I'm running into an odd issue with a simulation I wrote. I recently restructured my code to make things cleaner and more organized. Basically (among other things) I moved (basically copy-pasted) the CUDA function in question to another file. This function uses asinh to compute something, as well as sinh and cosh. What I've noticed is that before the move, the function produced expected results consistent with hand calculated values (in excel). After the move, the hyperbolic functions are fed the same inputs, yet the results are significantly different (up to 10% in asinh, 0.5% in sinh). This effectively breaks my simulation. I am confident in the rest of the function.
EDIT:
Upon further testing, I've found hard-coding values for the angle (lambdaDegrees) in question - namely double x{ asinh(sqrt(3.0) * sin(lambdaDegrees * 3.1415927 / 180.0)) }; - produces the (good) expected results. Measuring the angle before and after the equation is executed, the angle is unchanged, yet without hard-coding the value, it produces the wrong results. The weirdest part is simply adding another diagnostic printf function caused the function to produce yet another (wrong) result. I'm wondering if it has anything to do with the way I've set up a callback function on the GPU...maybe multiple threads using the function at the same time leading to some (consistent) undefined behavior?
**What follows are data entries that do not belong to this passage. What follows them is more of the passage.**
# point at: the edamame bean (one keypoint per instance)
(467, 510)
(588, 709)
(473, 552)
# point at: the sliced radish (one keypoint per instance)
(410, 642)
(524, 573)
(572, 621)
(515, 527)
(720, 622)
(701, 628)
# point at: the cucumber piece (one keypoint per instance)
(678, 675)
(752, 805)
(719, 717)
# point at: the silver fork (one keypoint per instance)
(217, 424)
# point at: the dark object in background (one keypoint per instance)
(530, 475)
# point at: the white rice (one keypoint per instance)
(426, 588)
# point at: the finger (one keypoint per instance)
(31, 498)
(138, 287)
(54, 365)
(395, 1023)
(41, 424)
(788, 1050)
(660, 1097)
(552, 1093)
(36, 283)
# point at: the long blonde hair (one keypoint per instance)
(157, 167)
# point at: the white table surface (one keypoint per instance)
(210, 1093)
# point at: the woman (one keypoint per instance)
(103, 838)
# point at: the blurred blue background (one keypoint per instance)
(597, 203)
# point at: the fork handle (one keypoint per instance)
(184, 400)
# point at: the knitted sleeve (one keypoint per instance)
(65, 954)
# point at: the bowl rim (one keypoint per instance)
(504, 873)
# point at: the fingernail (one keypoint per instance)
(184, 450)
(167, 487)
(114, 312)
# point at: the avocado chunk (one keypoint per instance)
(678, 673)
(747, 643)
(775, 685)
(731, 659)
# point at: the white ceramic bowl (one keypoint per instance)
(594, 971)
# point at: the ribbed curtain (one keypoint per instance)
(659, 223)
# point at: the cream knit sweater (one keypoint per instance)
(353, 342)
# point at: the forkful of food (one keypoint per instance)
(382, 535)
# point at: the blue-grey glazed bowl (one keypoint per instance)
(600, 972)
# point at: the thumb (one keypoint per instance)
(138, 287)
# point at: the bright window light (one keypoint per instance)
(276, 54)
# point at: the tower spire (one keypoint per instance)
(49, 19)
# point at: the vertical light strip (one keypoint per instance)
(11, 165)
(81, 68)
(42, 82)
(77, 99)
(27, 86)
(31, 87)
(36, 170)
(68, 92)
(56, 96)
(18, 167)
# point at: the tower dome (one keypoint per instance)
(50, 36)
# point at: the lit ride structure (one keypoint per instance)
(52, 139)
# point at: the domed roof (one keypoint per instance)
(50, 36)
After a bit of screwing around with the code, I reproduced the error. Expected value of x within getSAtLambda (the printf statement) is 1.268... Result is 1.768... Let me know what you think.
main.cu
//CUDA includes
#include "cuda_runtime.h"
#include "device_launch_parameters.h"
#include "cuda_profiler_api.h"
typedef double(*callbackFcn)(double*, int, double, double, int);
//on GPU global variables
extern __device__ double* fieldConstArray_GPU;
extern __device__ int arraySize_GPU;
extern __device__ callbackFcn callback_GPU;
__host__ __device__ double BFieldAtS(double* consts, int arrayLength, double s, double simtime, int thdInd);
__host__ __device__ double gradBAtS(double* consts, int arrayLength, double s, double simtime, int thdInd);
__global__ void setupEnvironmentGPU(double* constArrayPtr);
__global__ void execute()
{
int thdInd{ blockIdx.x * blockDim.x + threadIdx.x };
callback_GPU(fieldConstArray_GPU, arraySize_GPU, (thdInd == 31487) ? 1233005.097 : ((115200 - thdInd) / 50000.0 * 6.371e6), 0.0, thdInd ); //3rd argument are example values
}
void setupEnvironment()
{// consts: [ B0, ILATDeg, L, L_norm, s_max ]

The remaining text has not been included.